On Robust Stability and Performance with a Fixed-Order Controller Design for Uncertain Systems (1912.03614v4)

Abstract: Typically, it is desirable to design a control system that is not only robustly stable in the presence of parametric uncertainties but also guarantees an adequate level of system performance. However, most of the existing methods need to take all extreme models over an uncertain domain into consideration, which then results in costly computation. Also, since these approaches attempt (rather unrealistically) to guarantee the system performance over a full frequency range, a conservative design is always admitted. Here, taking a specific viewpoint of robust stability and performance under a stated restricted frequency range (which is applicable in rather many real-world situations), this paper provides an essential basis for the design of a fixed-order controller for a system with bounded parametric uncertainties. A Hurwitz polynomial is used in the design and the robust stability is characterized by the notion of positive realness, such that the required robust stability condition is then suitably successfully constructed.

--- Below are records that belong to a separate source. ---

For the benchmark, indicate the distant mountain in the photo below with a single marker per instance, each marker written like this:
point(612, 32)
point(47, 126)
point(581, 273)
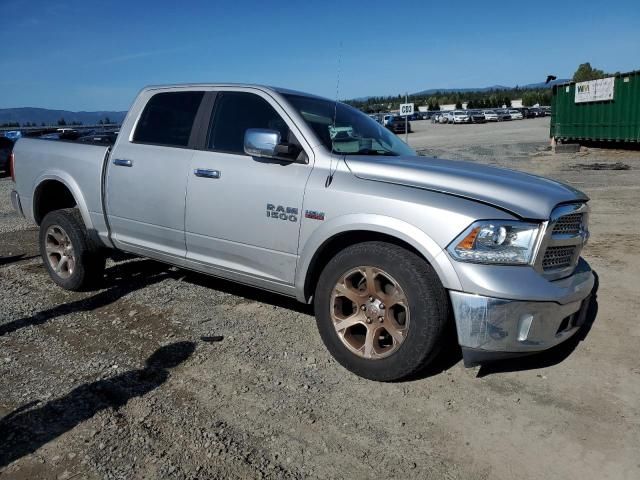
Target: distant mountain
point(529, 86)
point(51, 117)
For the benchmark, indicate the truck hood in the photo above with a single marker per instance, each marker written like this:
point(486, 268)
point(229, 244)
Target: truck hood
point(527, 196)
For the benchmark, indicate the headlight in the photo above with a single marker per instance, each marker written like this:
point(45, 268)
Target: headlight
point(496, 242)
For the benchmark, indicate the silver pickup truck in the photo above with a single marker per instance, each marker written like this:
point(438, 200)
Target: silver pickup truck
point(310, 198)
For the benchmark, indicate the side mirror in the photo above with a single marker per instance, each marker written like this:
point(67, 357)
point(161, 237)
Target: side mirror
point(261, 142)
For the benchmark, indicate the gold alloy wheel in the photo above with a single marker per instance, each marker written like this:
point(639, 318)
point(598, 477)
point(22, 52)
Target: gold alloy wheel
point(59, 250)
point(370, 312)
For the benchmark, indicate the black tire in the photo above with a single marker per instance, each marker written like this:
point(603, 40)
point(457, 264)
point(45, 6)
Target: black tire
point(89, 261)
point(427, 299)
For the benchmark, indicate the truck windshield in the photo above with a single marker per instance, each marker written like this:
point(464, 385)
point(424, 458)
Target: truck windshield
point(352, 132)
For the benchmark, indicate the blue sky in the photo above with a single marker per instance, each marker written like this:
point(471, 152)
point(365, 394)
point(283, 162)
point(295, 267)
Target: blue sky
point(84, 55)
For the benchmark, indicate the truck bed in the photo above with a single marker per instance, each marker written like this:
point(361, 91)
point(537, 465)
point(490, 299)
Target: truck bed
point(78, 166)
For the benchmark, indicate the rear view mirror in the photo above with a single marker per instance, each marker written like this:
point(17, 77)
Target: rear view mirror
point(261, 142)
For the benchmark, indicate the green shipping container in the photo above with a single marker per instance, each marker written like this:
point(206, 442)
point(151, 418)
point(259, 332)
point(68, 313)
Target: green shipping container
point(615, 120)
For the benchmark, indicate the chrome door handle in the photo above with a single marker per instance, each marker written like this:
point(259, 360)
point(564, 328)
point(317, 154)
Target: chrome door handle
point(122, 162)
point(206, 173)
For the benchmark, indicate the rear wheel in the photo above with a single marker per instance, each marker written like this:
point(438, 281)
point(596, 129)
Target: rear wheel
point(71, 259)
point(381, 310)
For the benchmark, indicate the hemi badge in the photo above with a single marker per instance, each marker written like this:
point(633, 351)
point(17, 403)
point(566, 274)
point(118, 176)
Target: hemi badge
point(312, 214)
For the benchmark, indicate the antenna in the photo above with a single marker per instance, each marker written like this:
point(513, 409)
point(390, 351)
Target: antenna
point(335, 114)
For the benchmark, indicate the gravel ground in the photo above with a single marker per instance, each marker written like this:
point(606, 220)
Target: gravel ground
point(169, 374)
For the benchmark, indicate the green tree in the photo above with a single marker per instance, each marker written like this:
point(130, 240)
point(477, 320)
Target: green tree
point(586, 72)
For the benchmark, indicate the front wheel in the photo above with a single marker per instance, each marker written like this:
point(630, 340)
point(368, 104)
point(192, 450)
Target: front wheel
point(67, 251)
point(381, 310)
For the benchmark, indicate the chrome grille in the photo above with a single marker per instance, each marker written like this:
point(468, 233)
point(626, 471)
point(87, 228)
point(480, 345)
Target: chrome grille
point(563, 240)
point(558, 257)
point(568, 224)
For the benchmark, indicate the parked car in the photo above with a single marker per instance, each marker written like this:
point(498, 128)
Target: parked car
point(398, 125)
point(13, 135)
point(491, 116)
point(515, 114)
point(459, 116)
point(310, 198)
point(475, 116)
point(526, 112)
point(503, 115)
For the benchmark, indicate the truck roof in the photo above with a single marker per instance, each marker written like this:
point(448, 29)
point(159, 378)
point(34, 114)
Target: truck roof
point(280, 90)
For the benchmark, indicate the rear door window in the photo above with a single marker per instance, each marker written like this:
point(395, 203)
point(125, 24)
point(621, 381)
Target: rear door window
point(168, 118)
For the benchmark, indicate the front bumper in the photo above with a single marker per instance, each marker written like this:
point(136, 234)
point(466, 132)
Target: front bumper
point(501, 327)
point(15, 201)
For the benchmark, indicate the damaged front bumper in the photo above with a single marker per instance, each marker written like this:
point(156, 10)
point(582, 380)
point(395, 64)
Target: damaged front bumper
point(495, 328)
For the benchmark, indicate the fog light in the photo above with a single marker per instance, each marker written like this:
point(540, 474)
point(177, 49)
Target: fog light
point(525, 326)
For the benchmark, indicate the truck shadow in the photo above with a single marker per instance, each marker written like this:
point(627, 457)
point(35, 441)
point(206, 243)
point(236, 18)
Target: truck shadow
point(120, 280)
point(26, 429)
point(247, 292)
point(554, 355)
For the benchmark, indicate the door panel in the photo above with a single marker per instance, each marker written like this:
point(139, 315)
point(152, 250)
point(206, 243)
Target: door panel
point(228, 223)
point(245, 216)
point(147, 175)
point(145, 202)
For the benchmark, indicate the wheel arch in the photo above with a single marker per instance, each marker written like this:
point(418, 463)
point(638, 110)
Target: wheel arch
point(344, 231)
point(55, 191)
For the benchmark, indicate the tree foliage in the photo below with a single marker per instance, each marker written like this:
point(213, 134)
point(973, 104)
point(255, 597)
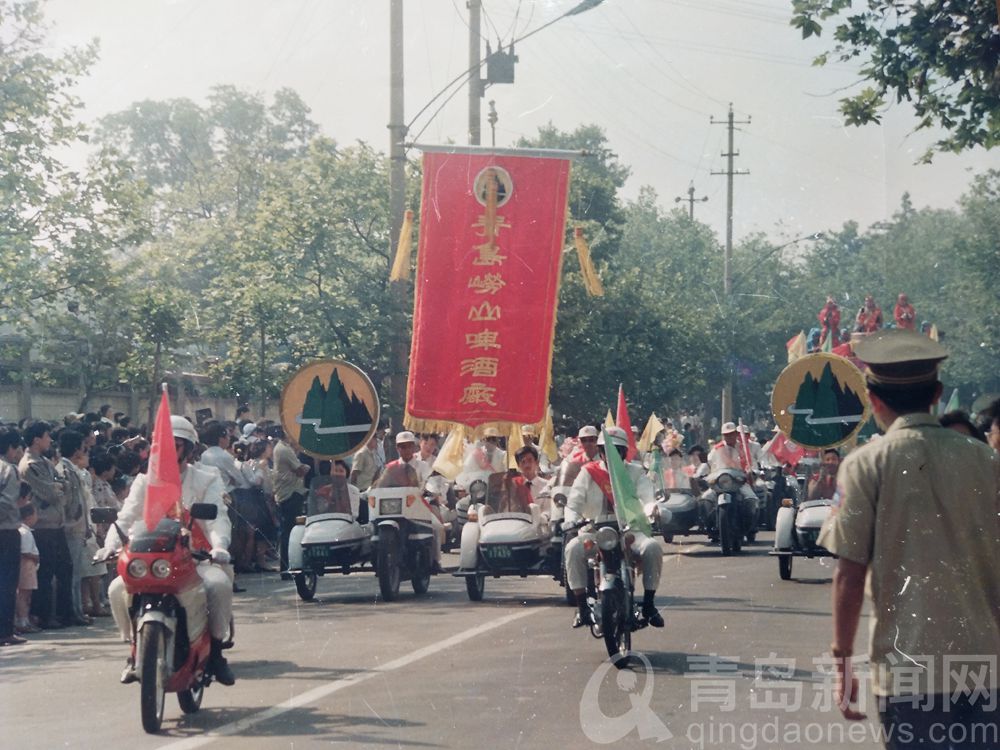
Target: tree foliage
point(941, 56)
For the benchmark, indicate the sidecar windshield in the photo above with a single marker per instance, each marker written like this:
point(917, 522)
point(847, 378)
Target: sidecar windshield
point(162, 539)
point(400, 475)
point(508, 493)
point(568, 472)
point(329, 495)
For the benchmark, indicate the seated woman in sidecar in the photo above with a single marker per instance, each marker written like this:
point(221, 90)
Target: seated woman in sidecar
point(330, 492)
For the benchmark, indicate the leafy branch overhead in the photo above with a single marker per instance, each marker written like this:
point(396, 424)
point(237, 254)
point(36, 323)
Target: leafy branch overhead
point(941, 56)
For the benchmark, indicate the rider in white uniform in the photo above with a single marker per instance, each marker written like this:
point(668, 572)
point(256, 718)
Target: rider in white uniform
point(198, 485)
point(587, 500)
point(726, 455)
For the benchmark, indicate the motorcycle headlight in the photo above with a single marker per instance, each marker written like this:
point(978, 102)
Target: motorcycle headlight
point(391, 506)
point(137, 568)
point(607, 538)
point(160, 568)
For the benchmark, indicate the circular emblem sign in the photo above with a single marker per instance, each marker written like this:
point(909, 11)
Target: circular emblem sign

Also, the robust performance criteria in terms of sensitivity shaping under different frequency ranges are constructed based on an approach of bounded realness analysis. Necessary and sufficient conditions are provided for both the robust stability and robust performance criteria. Furthermore, these conditions are expressed in the framework of linear matrix inequality (LMI) constraints, and thus can be efficiently solved. Comparative simulations are provided to illustrate the effectiveness and efficiency of the proposed approach.